しかし、有名人のケースが特殊なものだった場合、そこから得られる教訓に偏りが生じてしまう心配もあります。
小林麻央さんと北斗晶さんの場合は、いずれも検診を受けていたにもかかわらず早期発見・早期治療に至りませんでした。ここから、「検診を受けても無駄なのでは?」と考えるのはもちろん誤り。検診によって乳がんを早期に発見できている人も大勢います。
そして、今気がかりなのは、小林麻央さんの誤診疑惑から引き出されてしまうかもしれない教訓。
つまり、「検診を受けるなら必ず生検まで行うべき」という教訓です。

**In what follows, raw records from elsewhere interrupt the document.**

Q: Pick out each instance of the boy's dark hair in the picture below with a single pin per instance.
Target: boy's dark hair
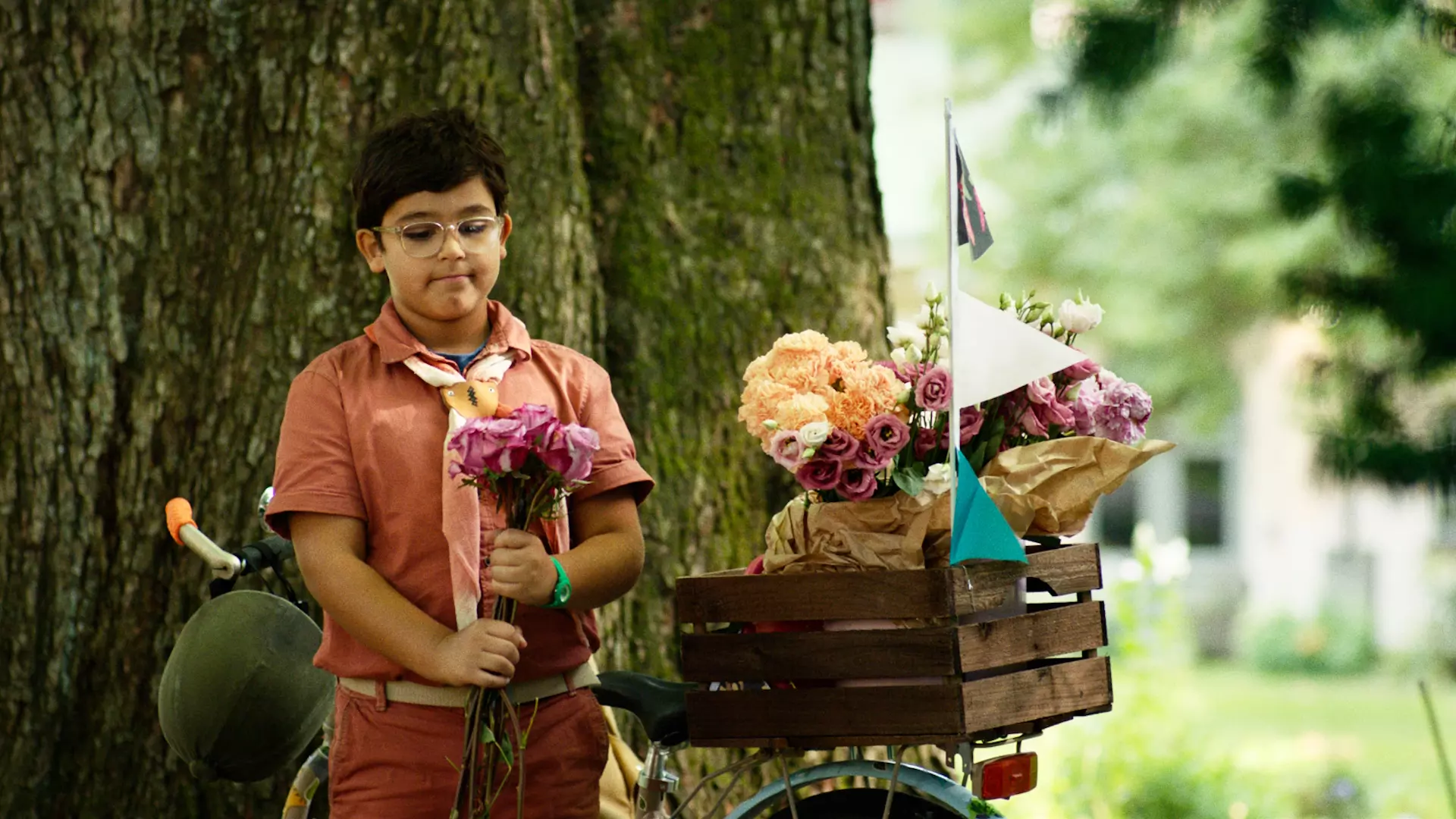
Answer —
(425, 152)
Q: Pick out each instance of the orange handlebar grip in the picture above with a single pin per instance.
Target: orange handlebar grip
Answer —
(180, 515)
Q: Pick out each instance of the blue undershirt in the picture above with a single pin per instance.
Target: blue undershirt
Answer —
(462, 360)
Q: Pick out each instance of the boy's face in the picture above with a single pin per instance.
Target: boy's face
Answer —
(453, 284)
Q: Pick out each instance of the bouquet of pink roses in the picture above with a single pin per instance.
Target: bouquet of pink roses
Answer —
(1082, 400)
(529, 461)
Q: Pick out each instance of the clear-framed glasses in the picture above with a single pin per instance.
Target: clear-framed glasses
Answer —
(424, 240)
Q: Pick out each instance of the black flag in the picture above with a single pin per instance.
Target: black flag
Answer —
(971, 224)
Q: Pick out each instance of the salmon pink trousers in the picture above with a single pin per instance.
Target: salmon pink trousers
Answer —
(400, 761)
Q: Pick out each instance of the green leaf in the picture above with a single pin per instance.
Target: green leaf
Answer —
(909, 482)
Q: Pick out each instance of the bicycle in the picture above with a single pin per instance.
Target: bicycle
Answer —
(909, 792)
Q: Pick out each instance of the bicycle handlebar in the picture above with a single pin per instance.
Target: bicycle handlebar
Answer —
(185, 532)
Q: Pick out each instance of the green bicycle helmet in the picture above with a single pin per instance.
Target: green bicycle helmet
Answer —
(240, 695)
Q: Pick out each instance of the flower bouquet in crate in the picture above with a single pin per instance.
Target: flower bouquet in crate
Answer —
(870, 538)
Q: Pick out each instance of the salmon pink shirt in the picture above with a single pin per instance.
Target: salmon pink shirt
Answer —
(363, 436)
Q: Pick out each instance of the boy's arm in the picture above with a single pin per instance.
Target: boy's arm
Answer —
(329, 550)
(604, 563)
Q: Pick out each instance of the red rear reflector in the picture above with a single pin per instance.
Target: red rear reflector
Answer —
(1006, 776)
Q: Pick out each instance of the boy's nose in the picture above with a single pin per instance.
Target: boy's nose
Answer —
(452, 248)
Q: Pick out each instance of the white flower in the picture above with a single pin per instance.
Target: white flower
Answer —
(814, 433)
(938, 482)
(902, 337)
(1079, 318)
(925, 319)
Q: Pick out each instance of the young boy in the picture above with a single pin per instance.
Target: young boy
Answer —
(360, 487)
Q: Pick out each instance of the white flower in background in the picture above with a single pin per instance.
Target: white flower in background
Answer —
(925, 319)
(814, 433)
(1079, 318)
(938, 482)
(902, 337)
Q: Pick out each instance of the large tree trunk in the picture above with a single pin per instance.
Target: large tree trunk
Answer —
(689, 181)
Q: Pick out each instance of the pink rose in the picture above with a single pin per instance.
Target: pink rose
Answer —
(786, 450)
(1081, 371)
(1057, 414)
(971, 420)
(840, 447)
(887, 435)
(934, 390)
(1125, 413)
(1090, 397)
(927, 441)
(1031, 425)
(820, 474)
(856, 484)
(582, 445)
(469, 445)
(1041, 391)
(538, 423)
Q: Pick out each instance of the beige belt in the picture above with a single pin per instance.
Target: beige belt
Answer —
(447, 697)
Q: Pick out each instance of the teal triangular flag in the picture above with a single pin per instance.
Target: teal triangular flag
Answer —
(981, 531)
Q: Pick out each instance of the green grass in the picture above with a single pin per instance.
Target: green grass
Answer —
(1277, 733)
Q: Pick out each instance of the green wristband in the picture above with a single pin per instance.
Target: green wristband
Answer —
(563, 592)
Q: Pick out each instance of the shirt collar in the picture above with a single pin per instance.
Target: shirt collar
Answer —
(397, 343)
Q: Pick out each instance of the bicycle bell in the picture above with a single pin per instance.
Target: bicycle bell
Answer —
(239, 694)
(262, 510)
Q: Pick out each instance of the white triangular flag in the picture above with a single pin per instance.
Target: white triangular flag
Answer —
(996, 353)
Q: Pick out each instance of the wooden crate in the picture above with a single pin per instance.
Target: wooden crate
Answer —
(998, 678)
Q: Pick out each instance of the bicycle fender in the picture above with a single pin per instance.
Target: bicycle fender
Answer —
(930, 784)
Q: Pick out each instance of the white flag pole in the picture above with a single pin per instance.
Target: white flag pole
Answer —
(951, 293)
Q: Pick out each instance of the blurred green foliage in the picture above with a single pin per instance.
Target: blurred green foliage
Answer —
(1203, 165)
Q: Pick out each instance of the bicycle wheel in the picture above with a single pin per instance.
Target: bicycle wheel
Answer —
(867, 803)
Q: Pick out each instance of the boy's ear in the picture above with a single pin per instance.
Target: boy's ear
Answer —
(373, 253)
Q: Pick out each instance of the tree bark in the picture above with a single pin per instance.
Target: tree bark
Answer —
(689, 180)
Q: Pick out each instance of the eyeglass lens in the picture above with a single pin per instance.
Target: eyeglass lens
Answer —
(425, 238)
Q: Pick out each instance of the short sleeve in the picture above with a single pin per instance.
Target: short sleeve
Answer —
(315, 468)
(615, 465)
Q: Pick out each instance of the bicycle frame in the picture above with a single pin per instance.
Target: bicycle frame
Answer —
(930, 784)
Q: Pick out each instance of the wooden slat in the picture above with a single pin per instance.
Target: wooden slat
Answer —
(1056, 630)
(1065, 570)
(984, 585)
(881, 711)
(826, 742)
(819, 654)
(1034, 694)
(840, 595)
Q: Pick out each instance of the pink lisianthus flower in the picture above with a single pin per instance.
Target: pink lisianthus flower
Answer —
(1081, 371)
(1031, 425)
(1125, 413)
(1041, 391)
(1084, 409)
(856, 484)
(497, 445)
(786, 450)
(582, 445)
(932, 391)
(928, 441)
(887, 435)
(840, 447)
(971, 420)
(820, 474)
(538, 423)
(1057, 414)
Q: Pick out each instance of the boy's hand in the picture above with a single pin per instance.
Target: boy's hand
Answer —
(482, 653)
(520, 569)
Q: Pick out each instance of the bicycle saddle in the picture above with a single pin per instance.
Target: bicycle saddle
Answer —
(660, 704)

確かに、小林麻央さんのケースでは、乳がんが疑われた最初の再検査の段階で生検を行ってれば結果は変わっていた可能性はあります。しかし、だからといって「少しでも疑わしい場合は生検まで」という選択をすべての人が行ったら、それはそれで別の問題が生じてしまいます。
生検を必ず受けるが正解なのか?
乳がんの検診には、マンモグラフィ、超音波検査、視診・触診、MRI、生検などがありますが、この中で生検は少し特殊な位置づけです。
「マンモグラフィだけでなく、超音波検査も足しておこう」は、オプション感覚で追加していっこうに構いません。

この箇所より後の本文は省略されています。